Speaking of numbers, the French Ministry of Finance allocates 63 million euros each year to between 10 and 12 Soficas, of which it recovers 21 million. "This is an open system, which works because it generates a lot of economic activity." Investors get a tax cut of 36% of the total of their contribution, and they typically recover it up to 90% in a maximum of five years, so the profit turns around 25%. A fundamental fact, in the words of Forette, is that "the mechanism is maintained even if the color of the government changes". Another important feature is, according to Nico Villarejo, producer and co-author of Good Practices, the ability of the Sofica to reconcile private interests with the public.

"A Sofica is a financial partner that accompanies you in the creative process," Paco Poch summed up before a debate began with those attending on how to establish a similar model in Catalonia. The contributions were numerous and diverse, but if something had in common is that it will not be an easy process, that there is someone who leads it and that there is a reduction in market expectations that we have in Catalonia.
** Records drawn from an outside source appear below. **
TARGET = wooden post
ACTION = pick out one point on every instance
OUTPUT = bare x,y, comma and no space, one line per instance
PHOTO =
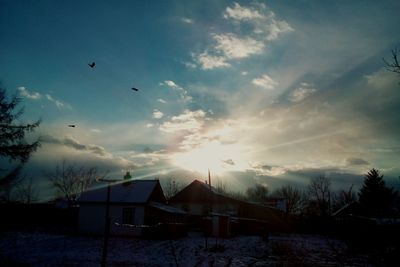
106,228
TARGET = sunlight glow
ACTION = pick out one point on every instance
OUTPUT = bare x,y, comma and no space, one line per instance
212,155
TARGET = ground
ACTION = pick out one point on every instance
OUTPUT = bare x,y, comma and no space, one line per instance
44,249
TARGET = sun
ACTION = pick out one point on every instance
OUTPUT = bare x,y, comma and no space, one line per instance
213,156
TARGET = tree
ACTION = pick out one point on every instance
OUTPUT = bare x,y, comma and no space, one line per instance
293,196
375,196
26,191
393,65
14,149
344,197
70,181
258,193
172,187
319,193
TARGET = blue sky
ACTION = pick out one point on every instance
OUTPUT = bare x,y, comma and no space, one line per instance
258,91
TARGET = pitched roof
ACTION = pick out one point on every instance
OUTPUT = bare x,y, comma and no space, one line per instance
136,191
200,192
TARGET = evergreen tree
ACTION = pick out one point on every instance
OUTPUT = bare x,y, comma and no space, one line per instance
376,198
14,149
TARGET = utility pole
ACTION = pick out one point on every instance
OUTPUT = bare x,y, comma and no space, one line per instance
107,221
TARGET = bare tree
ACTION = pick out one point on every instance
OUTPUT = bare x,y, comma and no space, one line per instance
26,191
319,193
172,187
13,146
71,181
393,65
293,196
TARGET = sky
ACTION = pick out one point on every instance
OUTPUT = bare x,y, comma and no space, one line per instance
271,92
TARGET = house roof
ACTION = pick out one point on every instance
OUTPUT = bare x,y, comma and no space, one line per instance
167,208
200,192
136,191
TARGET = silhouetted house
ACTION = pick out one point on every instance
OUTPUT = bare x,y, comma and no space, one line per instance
200,200
137,208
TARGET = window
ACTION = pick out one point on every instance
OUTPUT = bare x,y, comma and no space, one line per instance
128,215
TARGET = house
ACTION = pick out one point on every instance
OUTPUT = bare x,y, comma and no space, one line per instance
200,200
136,208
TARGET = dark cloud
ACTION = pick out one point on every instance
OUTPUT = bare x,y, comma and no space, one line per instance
72,143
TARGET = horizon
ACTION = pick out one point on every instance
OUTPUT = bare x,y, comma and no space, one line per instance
258,92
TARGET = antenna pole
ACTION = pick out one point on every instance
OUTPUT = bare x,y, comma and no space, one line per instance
209,178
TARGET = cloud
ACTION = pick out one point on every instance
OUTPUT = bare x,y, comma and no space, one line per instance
262,25
302,92
95,130
233,47
25,93
265,82
183,94
381,79
187,121
237,12
267,170
73,143
36,96
208,62
157,114
229,162
57,102
187,20
356,161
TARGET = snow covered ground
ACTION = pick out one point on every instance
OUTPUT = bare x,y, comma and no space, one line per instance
44,249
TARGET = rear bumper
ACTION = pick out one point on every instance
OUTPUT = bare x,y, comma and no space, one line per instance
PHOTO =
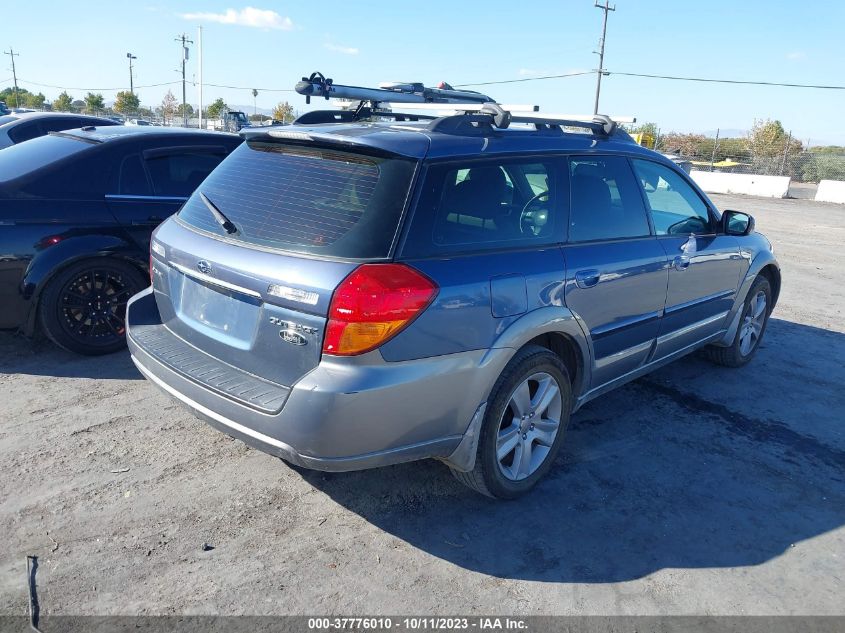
347,413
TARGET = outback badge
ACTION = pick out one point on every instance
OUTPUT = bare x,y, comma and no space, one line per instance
294,338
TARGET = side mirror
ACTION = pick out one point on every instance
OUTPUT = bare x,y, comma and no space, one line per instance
737,223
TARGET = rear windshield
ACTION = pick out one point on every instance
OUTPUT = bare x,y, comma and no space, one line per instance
305,199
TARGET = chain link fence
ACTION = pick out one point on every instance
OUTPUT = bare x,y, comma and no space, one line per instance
784,157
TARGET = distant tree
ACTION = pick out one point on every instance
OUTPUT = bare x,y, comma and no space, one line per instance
94,102
63,103
216,109
184,110
13,98
766,138
35,101
685,144
772,150
283,112
168,106
125,102
645,128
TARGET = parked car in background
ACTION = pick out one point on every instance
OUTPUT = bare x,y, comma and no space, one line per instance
76,212
354,294
17,128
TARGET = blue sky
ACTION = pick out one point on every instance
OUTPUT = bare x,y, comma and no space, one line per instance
267,44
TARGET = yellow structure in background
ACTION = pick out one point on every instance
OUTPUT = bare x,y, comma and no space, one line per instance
644,138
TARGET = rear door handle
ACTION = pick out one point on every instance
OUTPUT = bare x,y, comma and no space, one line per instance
587,278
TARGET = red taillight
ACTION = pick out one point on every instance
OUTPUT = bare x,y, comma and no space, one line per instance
372,305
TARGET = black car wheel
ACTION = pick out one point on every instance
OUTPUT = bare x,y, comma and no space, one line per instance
84,308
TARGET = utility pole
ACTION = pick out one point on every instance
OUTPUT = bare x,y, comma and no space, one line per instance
13,54
185,41
199,40
606,8
131,80
715,147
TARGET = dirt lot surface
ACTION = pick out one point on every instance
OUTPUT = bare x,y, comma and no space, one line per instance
695,490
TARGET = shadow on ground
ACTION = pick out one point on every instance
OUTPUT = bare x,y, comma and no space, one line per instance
40,357
694,466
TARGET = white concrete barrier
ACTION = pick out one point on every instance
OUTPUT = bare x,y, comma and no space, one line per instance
751,184
831,191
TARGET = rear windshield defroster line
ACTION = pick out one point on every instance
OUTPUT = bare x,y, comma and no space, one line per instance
310,200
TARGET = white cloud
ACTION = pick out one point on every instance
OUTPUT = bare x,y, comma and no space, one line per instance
346,50
248,16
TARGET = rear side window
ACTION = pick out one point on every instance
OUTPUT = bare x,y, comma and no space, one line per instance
131,179
486,205
306,199
606,200
676,209
25,131
179,174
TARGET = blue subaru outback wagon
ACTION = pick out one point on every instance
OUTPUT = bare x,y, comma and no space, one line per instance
348,293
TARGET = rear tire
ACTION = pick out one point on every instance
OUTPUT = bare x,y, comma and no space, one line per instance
523,427
83,309
752,327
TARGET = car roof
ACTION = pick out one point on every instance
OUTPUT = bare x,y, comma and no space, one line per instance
417,140
115,132
22,117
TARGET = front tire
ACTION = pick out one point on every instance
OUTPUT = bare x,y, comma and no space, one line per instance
752,327
83,309
524,425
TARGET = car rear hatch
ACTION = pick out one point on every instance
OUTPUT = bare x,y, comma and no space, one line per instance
244,274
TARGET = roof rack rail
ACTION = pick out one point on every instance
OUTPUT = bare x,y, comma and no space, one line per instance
317,85
600,124
470,112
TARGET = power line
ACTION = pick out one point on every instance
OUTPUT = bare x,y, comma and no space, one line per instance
245,88
606,8
513,81
40,85
730,81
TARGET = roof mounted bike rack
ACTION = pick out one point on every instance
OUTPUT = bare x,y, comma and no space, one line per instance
317,85
457,111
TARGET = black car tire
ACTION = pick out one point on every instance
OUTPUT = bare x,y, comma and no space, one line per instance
83,308
487,476
734,355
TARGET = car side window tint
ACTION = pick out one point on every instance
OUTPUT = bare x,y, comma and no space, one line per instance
132,178
676,209
59,124
606,202
486,206
179,174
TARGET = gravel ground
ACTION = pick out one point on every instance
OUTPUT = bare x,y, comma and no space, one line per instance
695,490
In this sense, Juanjo Puigcorbé, actor and councilor of the City Council of Barcelona, ??proposed that the% that already work in France be respected, but adapting them to the Catalan market.

Everything points to the fact that yesterday's presentation opened a small door to a Catalan cinema financing process that could be launched for the first time in Catalonia. Max Vives-Fierro, director of the Catalunya Europa Foundation, was willing to participate.